Sławomir Radzymiński

Senior Staff Test Engineer

From Live Suggestions to Agents: Exploring AI-Powered IDEs

Among the many AI tools that have been released in the last two years, the coding IDE is one of the most powerful. It’s a tool that can help developers write code faster and more efficiently. In this post I’ll explain what an AI-powered IDE is, and how to evaluate it. You may be surprised to learn that it’s not just a chat-based tool, but a combination of several different technologies that work together to help you write code faster.

To keep this exploration engaging and interesting, I’ll break down the underlying mechanics of these tools without overwhelming you with technical jargon. Instead, I’ll use straightforward explanations and analogies. If you’re interested in the details I suggest to take a look into soon-to-be-released AI Engineering book. I had the privilege to read an early version on O’Reilly’s website.

To work effectively with AI-powered IDEs, it’s essential to first become familiar with:

How Large Language Models (LLMs) work: Understanding their capabilities, limitations, and how they process information.
Prompt Engineering Techniques: Crafting effective prompts to get the most out of AI-powered tools.

I’ve covered these topics in my previous post where I share recommended resources and practical tips to help you get started.

AI-powered IDEs have become a significant presence in the software development landscape, highlighted extensively in the latest ThoughtWorks Technology Radar under categories such as:

If you’re not yet using these tools, consider discussing their potential with your managers. You might share resources like ThoughtWorks’ perspective on LLM bans or even this article to emphasize their importance. As I’ve mentioned in my previous post, these tools are continuously improving, and early adoption can help you and your team stay ahead.

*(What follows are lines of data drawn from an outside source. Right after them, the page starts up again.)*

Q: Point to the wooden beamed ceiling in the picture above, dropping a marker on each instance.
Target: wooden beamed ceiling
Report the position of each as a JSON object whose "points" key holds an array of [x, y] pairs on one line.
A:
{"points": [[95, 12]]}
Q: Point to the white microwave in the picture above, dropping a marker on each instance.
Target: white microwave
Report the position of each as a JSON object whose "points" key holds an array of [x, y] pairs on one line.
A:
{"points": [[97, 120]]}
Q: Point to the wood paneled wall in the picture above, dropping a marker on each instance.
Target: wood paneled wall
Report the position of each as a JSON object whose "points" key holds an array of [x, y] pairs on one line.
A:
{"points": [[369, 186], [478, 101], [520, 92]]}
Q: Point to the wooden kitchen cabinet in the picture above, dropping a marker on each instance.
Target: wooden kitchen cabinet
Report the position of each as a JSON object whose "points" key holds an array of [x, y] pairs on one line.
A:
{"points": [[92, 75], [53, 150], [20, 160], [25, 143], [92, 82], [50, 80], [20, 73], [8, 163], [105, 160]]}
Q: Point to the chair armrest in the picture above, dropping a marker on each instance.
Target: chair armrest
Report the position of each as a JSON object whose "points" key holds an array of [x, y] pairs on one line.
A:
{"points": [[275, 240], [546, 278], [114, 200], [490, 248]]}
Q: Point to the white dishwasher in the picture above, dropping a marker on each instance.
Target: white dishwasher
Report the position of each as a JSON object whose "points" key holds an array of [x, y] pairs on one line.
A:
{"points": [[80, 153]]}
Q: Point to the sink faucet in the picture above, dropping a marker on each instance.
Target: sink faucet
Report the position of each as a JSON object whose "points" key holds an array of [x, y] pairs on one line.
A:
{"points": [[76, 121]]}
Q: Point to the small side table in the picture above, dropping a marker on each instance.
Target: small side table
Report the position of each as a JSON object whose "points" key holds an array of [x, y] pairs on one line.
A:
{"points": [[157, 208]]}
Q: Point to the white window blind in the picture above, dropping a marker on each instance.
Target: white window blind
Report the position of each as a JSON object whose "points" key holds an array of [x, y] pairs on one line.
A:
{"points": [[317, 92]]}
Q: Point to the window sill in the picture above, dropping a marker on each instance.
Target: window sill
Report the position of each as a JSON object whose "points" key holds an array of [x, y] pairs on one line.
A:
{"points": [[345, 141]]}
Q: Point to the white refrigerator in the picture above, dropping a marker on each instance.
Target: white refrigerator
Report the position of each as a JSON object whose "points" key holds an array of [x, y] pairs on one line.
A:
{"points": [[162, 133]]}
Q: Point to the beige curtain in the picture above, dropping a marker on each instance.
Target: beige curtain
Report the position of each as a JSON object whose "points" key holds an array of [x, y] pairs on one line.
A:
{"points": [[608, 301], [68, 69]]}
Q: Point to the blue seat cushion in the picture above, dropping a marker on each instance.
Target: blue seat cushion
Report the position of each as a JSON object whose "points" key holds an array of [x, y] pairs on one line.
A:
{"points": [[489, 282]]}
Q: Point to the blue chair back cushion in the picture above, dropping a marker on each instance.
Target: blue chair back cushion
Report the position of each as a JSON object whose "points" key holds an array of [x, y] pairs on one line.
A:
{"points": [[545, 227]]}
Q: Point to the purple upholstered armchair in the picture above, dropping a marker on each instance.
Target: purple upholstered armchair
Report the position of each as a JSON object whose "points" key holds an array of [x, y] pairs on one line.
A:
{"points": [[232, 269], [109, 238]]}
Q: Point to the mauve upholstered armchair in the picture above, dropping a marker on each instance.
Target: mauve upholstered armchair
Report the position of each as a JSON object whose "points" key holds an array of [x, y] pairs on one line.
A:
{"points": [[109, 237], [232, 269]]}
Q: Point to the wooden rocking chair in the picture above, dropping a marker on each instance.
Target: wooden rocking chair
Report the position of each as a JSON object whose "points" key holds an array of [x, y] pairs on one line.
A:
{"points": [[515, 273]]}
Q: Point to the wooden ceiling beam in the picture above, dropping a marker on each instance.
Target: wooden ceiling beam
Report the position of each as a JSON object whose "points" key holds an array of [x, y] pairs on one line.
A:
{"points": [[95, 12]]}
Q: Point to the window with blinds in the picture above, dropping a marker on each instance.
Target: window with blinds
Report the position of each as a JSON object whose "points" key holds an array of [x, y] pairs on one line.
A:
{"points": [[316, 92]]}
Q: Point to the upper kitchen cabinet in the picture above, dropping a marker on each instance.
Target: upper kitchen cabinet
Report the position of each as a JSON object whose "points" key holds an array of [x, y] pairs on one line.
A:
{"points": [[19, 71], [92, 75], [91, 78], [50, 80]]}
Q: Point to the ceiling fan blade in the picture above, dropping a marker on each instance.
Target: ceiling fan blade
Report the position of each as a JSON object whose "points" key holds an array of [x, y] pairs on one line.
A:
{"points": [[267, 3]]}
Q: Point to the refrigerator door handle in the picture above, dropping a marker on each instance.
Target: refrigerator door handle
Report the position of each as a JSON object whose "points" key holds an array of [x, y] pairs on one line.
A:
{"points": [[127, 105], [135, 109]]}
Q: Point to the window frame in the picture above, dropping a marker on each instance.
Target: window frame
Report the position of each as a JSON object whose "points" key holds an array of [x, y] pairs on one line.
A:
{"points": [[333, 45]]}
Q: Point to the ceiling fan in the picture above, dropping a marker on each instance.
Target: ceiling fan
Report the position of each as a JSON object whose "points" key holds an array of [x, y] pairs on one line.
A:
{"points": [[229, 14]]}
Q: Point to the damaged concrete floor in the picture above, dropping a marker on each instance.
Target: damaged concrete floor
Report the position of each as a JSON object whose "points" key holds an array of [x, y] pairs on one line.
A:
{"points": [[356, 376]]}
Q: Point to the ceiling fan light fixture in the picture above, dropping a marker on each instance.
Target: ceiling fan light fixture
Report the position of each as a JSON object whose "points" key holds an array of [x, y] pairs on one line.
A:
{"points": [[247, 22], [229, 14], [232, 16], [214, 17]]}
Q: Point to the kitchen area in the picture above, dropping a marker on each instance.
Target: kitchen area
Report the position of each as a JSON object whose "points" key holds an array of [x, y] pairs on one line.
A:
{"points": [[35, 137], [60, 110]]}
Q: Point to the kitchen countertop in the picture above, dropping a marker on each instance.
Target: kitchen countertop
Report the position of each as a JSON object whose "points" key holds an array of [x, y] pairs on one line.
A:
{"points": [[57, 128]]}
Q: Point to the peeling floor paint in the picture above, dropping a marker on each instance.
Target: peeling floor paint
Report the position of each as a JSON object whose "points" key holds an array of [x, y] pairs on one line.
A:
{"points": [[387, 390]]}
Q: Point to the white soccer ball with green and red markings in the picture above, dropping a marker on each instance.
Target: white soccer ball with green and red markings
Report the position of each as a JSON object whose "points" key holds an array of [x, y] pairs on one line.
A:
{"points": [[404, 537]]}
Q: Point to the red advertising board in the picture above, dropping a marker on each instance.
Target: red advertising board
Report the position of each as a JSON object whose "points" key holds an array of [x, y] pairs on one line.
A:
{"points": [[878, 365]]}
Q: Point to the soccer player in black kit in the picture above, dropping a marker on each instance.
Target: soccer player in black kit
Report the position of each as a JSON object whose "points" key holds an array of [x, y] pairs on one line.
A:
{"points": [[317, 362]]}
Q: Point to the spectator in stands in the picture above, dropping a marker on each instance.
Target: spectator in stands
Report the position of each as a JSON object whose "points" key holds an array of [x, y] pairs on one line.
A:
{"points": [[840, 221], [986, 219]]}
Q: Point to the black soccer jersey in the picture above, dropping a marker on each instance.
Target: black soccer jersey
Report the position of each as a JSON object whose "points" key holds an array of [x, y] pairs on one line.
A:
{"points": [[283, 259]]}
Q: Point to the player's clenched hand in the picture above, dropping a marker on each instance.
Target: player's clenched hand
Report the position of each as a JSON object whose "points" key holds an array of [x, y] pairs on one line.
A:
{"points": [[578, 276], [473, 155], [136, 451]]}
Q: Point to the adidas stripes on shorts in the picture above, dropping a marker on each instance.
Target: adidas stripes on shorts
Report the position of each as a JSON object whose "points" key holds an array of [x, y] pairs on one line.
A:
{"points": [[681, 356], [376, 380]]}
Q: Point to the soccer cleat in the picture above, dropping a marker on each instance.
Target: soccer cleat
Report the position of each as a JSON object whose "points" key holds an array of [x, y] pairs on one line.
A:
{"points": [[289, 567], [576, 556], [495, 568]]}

In this post, I’ll evaluate AI-powered IDEs based on the following criteria:

“Live” code suggestions
LLM Chat integration with the IDE
RAG performance boost
Agent performance boost

Note: All screenshots were taken in Cursor IDE using my naive RAG implementation personal-ai-assistant.

“Live” code suggestions

The first significant release branded as an AI coding game-changer was Google Copilot’s in-line code suggestions. While relatively simple, this feature was groundbreaking at the time. The idea was that, instead of manually writing code, AI could suggest code snippets for you. You could then choose to apply the suggestion (usually by pressing Tab) or continue typing as you preferred.

At that time, the most advanced model powering these suggestions was GPT-3 Codex, which is now considered obsolete. The hype around Copilot was immense, but its actual performance often fell short of expectations. Users frequently had to insert artificial comments into their code to make the suggestions more accurate. Without detailed code context, Copilot struggled to provide meaningful suggestions, often producing outputs only marginally better than random guesses.

One of GitHub Copilot’s biggest selling point is its integration into the most popular IDEs (VSCode plugin, Intellij plugin, etc.). This makes it incredibly easy to get started. Convincing developers to switch to a new IDE (like Windsurf) is a challenging proposition. Developers are creatures of habit, and most are not early adopters, making adoption of new tools slower.

However, incorporating GitHub Copilot into existing IDEs still presents challenges. When using Copilot, some built-in suggestions from the IDE itself may become unavailable. Considering that Copilot’s suggestions are not always accurate, this can be frustrating for developers who have to switch between Copilot and the IDE’s native autocomplete features.

Copilot competitors attempt to resolve some of these issues by introducing innovations such as:

Indexing the codebase for more accurate suggestions: Competitor tools often enable the IDE to generate a project prompt for LLM queries, ensuring suggestions are more aligned with the specific project context.
Using confidence thresholds for suggestions: For instance, Cursor Tab (a GitHub Copilot competitor) likely incorporates a confidence score in its backend. Suggestions are only displayed when they surpass a certain threshold, ensuring that the ones you do see are generally reliable.
Providing suggestions across the entire file: Instead of limiting suggestions to the mouse cursor’s position, competitors offer context-aware recommendations for the whole file. This enhances productivity by speeding up repetitive tasks.
Designing new IDEs for seamless integration: Building a dedicated IDE from scratch helps resolve many UX issues that arise when Copilot competes with an IDE’s built-in autocomplete functionality.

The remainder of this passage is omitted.